しょうねんらしきしょうねん

バブみ道日丿宮組

お題:少年の動機 制限時間:15分

しょうねんらしきしょうねん

 世の中を支配するのは一握りの人間であり、それ以外は生きていないようなものだ。

「……ただいま」

「おかえり」

 毎日遅くまで働いて帰ってくる親の姿を見てるとそう思う。

「今日も寝ないで待っててくれたのかい」

「そうでもないし、そうかもしれない」

 スマホから視線をそらさず答えると、親は興味をなくしたようで洗面所の方へと歩いてった。

「……虹でねぇな」

 世間一般的にお金がなければなにもできないと思われてるようだけど、それは違う。

 ないならある人からもらえばいい。すごく簡単なこと。

 政治家なんて無駄に税金を使ってるのだから少しくらいもらっても被害はない。一見ガードが硬そうに見える政治家であるけど、その家族までは含まれない。

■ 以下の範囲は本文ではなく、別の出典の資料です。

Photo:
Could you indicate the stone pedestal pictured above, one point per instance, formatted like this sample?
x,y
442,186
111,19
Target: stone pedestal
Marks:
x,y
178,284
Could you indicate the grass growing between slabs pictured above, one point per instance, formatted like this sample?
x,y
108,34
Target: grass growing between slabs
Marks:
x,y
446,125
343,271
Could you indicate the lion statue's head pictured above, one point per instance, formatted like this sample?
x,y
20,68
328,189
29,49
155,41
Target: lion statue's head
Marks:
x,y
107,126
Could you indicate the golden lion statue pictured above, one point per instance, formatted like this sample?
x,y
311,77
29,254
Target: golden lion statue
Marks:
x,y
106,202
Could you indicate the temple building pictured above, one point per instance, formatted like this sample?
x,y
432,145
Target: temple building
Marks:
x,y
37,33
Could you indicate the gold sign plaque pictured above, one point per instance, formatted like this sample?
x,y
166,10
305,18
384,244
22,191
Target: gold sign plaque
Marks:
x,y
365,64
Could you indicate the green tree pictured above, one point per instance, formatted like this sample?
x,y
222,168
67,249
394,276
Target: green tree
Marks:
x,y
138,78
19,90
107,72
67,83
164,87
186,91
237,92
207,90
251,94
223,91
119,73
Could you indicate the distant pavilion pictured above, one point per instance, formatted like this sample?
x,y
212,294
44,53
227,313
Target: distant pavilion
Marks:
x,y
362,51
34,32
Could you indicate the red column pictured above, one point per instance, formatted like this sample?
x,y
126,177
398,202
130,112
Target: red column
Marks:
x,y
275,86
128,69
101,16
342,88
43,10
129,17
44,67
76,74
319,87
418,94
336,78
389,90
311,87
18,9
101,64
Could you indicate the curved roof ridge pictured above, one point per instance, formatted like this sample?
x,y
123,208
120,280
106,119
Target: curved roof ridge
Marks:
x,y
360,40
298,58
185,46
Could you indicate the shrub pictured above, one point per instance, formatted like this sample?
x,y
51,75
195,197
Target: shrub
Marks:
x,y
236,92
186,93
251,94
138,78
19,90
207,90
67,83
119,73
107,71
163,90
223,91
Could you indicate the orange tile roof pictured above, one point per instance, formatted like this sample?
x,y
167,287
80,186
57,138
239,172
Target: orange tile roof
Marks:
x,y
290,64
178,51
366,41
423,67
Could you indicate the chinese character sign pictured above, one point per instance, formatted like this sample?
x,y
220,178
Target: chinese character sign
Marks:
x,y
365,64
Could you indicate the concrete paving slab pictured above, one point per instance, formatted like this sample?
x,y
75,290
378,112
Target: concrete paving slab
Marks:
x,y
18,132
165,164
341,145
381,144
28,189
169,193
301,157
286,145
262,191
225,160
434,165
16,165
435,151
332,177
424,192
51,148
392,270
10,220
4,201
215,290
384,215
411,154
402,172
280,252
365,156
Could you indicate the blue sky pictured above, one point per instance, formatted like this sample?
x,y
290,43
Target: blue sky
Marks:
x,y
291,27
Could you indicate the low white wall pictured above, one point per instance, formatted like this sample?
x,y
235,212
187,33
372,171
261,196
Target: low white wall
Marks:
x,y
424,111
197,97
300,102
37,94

 国会でイキってる政治家は家族事情もよくない。良い親を演じるために大金を注ぎ込んでるくらいにね。

「……課金課金と」

 仲良くなって弱みさえ握ればあとは簡単なこと。

『今月分の友だち料足りてる?』

 課金しようとしたらチャットがきた。

「足りねぇよな。全凸するまでするにはあと数万はいるだろうな」

 足りないと送ると、『わかった』とすぐ返ってきた。

 こんだけ課金するくらいなら会社ごと買わせた方が安いような気がしてくるな。今度そう脅してみるか。どうせあいつには必要のない金だ。

 僕の財布事情は明るい。

 だが、家に金は入れるつもりはない。

 親には必死になって働いてもらいたい。

 苦労してる学生を演じれば、政治家の子ども1人、2人と近づける。

 僕が通ってるのはそんな御用達学校。特待生にでもなってなければ入れなかったが、それも金で解決。幼稚園時代からの舎弟がいたからな。

 このままズルズルと大人になっても苦労なんてしない。するのはただの馬鹿にさせておけばいい。その頃には親もいなくなってるだろうし、いいマンションにも住めるだろう。

 そう……今はまだ動くときじゃない。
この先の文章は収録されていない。